An article in the Boston Globe this week, “Led By the Child Who Simply Knew,” tells the story of the Maines family and their 14-year-old twins, Nicole and Jonas. Nicole was born a male named Wyatt, but has been identifying as female ever since she was old enough to grasp the concept of gender:
When Wyatt was 4, he asked his mother: “When do I get to be a girl?’’ He told his father that he hated his penis and asked when he could be rid of it. Both father and son cried. When first grade started, Wyatt carried a pink backpack and a Kim Possible lunchbox.
His parents had no idea what was going on. They had barely heard the term “transgender.’’ Baffled, they tried to deflect Wyatt’s girlish impulses by buying him action figures like his brother’s and steering him toward Cub Scouts, soccer, and baseball.
The Maines eventually accepted that Wyatt's feelings were not some passing phase, and they sought help in the Children’s Hospital Gender Management Services Clinic in Boston. Through the clinic’s groundbreaking and controversial program, Nicole has been undergoing hormone therapy since age 11, taking hormone blockers to prevent male sexual development. Next year she’ll take the first steps toward starting estrogen treatment.

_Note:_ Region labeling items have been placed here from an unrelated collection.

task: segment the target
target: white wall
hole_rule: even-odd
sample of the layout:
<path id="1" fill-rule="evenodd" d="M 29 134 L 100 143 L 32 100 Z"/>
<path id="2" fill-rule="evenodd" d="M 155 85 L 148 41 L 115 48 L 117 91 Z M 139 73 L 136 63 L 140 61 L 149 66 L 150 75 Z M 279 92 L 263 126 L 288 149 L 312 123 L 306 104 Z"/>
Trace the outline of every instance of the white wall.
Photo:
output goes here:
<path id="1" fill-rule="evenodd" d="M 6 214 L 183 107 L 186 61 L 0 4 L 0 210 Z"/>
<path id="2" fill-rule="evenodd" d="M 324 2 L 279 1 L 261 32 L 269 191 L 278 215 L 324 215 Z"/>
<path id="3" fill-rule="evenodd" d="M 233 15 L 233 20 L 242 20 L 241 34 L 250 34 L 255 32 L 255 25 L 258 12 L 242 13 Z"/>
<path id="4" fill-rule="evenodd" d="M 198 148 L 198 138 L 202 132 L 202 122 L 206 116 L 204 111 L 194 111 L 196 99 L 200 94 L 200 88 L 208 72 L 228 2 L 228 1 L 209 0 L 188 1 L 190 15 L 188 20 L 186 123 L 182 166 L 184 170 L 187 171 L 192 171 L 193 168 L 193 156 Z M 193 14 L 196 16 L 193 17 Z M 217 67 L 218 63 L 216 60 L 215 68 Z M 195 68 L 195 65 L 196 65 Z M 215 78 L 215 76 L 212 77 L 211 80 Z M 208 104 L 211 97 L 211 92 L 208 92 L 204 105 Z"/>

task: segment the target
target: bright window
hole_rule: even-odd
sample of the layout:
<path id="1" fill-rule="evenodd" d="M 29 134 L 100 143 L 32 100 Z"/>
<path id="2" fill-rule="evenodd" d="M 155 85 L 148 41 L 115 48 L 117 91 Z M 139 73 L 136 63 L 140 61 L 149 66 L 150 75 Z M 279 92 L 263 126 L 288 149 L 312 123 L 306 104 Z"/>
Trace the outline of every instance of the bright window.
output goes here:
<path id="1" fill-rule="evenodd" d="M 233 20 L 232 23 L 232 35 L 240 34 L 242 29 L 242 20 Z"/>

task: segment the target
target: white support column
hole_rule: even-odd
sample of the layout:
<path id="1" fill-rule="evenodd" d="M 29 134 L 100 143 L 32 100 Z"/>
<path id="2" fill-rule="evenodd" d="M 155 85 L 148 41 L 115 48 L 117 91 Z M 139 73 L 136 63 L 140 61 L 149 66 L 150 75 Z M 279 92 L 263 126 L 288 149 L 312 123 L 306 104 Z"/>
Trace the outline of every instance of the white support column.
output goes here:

I have to admit that the idea of a tween taking hormone treatments initially shocked me â”€ though the blockers are reversible should a patient change their mind, and psychological testing is mandatory for the child and their family every step of the way. But thorny medical issues that are really none of my business aside, the strength of the Maines family is the most compelling part of the story: Nicole’s quiet and protective brother Jonas has had to weather bullying/moves/school transfers yet the twins remain best friends, and her parents have become extremely active both politically and within the gay and transgender community. Their level of unwavering support and acceptance is a wonder to behold (by which I mean, this article made me all misty in my eyeballs several times).
I also couldn’t help but think of the movie Ma Vie en Rose. Not the similarly-named Edith Piaf biopic, the one about a little French boy who is convinced that he’s a girl. If you’ve never seen it it's well worth a Netflixing.